4) Develop customer-centric banking products
The pandemic accelerated digital product usage across all demographics and what had previously been discretionary or aspirational digital transformation became imperatives for survival. According to Deloitte, a staggering 44% of retail banking customers said they are using their primary bank’s mobile app more often. It is no surprise that banks and financial service providers are finding themselves in a turbocharged competition, where customer experience makes or breaks a product more than ever. It is crucial to develop, test, and improve products based on real insights, using realistic, rich data throughout the entire development cycle.
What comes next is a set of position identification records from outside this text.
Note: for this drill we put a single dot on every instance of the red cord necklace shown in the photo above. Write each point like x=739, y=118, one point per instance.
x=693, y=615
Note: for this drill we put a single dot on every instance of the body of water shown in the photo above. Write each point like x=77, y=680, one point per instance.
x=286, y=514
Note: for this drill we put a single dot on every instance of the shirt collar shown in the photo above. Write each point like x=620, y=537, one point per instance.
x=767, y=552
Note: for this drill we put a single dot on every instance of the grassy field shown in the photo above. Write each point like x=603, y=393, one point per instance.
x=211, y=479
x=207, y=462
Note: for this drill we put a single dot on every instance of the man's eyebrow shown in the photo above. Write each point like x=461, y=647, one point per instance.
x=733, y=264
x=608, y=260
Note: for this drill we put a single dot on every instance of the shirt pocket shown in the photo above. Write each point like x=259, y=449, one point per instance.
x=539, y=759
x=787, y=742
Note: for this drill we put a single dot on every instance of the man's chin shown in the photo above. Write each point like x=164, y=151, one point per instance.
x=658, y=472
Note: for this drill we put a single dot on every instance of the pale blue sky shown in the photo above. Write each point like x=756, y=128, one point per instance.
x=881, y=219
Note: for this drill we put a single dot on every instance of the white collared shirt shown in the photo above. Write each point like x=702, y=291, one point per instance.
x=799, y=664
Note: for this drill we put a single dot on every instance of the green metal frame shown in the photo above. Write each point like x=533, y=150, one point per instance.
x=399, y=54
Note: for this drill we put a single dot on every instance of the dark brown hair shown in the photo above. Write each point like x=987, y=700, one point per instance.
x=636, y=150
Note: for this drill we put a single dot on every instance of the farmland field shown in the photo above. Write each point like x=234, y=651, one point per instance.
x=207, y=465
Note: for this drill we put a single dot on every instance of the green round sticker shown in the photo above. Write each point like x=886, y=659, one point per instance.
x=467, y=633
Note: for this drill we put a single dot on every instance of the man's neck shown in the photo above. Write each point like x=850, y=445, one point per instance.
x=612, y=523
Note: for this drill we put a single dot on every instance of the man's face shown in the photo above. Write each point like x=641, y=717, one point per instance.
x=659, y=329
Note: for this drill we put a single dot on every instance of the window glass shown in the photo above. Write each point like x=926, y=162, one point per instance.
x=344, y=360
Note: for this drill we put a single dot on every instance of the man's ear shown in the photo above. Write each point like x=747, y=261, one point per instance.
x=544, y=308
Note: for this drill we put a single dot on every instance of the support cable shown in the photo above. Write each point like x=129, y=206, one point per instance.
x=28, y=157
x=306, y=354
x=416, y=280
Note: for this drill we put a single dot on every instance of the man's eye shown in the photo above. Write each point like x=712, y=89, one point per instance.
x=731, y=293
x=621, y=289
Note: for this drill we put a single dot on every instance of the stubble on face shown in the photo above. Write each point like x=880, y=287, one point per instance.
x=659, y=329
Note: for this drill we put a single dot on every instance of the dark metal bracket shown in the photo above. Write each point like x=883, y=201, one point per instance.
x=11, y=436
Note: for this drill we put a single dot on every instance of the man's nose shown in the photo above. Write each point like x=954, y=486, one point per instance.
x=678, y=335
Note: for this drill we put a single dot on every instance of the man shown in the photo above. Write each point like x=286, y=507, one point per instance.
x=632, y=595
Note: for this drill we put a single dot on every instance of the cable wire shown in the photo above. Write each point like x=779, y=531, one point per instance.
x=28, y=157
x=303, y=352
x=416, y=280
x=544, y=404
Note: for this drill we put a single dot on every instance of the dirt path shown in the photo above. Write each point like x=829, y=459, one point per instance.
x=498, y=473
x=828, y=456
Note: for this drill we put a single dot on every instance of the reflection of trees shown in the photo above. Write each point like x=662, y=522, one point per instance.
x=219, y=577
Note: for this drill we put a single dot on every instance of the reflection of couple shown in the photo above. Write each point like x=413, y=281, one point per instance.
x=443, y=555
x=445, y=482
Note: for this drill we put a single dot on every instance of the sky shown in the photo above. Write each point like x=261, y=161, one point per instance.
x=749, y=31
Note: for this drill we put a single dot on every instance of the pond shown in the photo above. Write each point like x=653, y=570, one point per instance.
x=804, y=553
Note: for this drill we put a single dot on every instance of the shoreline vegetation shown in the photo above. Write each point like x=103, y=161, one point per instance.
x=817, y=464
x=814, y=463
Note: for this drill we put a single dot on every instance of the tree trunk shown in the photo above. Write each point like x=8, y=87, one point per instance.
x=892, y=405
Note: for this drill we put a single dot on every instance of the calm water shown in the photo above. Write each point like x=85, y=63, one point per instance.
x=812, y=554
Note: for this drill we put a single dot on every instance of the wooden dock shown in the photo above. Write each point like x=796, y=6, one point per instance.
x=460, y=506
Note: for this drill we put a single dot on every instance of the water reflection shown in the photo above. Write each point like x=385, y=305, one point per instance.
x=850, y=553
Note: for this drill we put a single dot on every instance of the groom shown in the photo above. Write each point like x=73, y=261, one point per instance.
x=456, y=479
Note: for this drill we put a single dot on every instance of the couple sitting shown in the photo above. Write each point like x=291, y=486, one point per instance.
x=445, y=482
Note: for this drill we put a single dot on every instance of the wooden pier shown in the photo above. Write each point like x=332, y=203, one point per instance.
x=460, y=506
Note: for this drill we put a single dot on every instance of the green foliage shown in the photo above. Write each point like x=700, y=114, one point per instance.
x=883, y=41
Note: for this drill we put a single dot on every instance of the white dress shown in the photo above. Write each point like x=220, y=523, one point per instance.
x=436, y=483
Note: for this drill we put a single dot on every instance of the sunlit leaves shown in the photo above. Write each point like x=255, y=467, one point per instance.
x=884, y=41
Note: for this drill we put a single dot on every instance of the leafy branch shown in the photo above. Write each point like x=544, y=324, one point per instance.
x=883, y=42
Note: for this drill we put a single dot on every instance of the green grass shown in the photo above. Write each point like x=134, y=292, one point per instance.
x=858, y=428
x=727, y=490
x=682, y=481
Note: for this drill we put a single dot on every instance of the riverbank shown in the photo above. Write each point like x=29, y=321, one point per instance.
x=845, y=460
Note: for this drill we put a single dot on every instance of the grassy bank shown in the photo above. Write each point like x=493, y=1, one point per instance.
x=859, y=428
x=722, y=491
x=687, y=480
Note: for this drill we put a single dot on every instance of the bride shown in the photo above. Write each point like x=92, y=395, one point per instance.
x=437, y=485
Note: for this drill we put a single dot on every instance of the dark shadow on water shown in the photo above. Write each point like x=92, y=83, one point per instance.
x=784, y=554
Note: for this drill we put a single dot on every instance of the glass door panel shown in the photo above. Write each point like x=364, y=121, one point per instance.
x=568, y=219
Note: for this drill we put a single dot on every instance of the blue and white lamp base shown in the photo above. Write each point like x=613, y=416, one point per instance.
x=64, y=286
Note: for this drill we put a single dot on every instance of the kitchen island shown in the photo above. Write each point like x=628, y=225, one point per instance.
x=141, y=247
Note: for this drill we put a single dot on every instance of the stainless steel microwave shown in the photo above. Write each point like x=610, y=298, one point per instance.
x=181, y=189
One of the largest retail banks in Europe sought to improve their mobile app to meet the modern-day expectations of their customers. Bank policies and privacy regulations prevented the team from accessing customer data. They were left to populate their product development systems with dummy data and even their own personal banking data. These datasets, however, came nowhere near the scale or complexity that they required.
They transformed sensitive customer transaction datasets into realistic synthetic copies to accurately reflect customers’ statistical features – while also meeting all privacy compliance regulations the bank required. The product came to life when the team fueled their development environment with AI-powered synthetic data, providing them with actionable insights into individual customers' behavior patterns.
The department responsible for data security and management fulfilled the production team's data requests in hours, where legacy anonymization processes would take months. They delivered what quickly became the number one banking app in the target country – with an average rating of 4.6 stars across app stores and countless reviews praising its seamless user experience.
Banks today need to accelerate digital transformation: build on customer trust and establish true data-centricity by developing synthetic data capabilities to produce accurate and privacy-compliant synthetic truths to be used as drop-in placement for sensitive, raw data.